Yet the rabbis read into the word “settled” a deeper longing for tranquility. Jacob has had a difficult life; in his old age, he justifiably wants some peace and quiet. In direct response, God disrupts his life once again through the ensuing drama of his son Joseph (whose brothers sell him into slavery while convincing his father he was killed by wild beasts).
As the biblical commentator Rashi explains: “[When] the righteous seek to dwell in tranquility – God says: ‘Is it not enough for the righteous, what is prepared for them in the world to come, that they seek to settle in tranquility in this world?’”
Life isn’t supposed to be easy – you can rest peacefully when you’re dead.

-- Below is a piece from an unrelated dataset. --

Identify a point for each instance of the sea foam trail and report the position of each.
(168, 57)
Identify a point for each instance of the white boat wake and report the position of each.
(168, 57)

Instead of encouraging retreat from challenge, Judaism pushes us toward it. The tough moments in life are the moments where we grow the most.
Almost 2000 years before it became a workout slogan, Rabbi Ben Hei Hei said: “According to the pain is the gain.”
It’s ironic that Jacob wanted to settle down, because his name was changed to Israel (which means, “to wrestle with God”) after wrestling with a man/angel just a few chapters earlier. Yet he still retains the name Jacob, which means “heel” and alludes to his tendency to run away, perhaps reminding us that we can never fully overcome our urge to avoid the harder moments.
This is why we need Judaism. Not to provide the easy answers, but to ask the hard questions.
We are called the children of Israel. To live up to our namesake, we must constantly choose to wrestle, instead of escape. It’s the critical first step in improving ourselves and the world around us.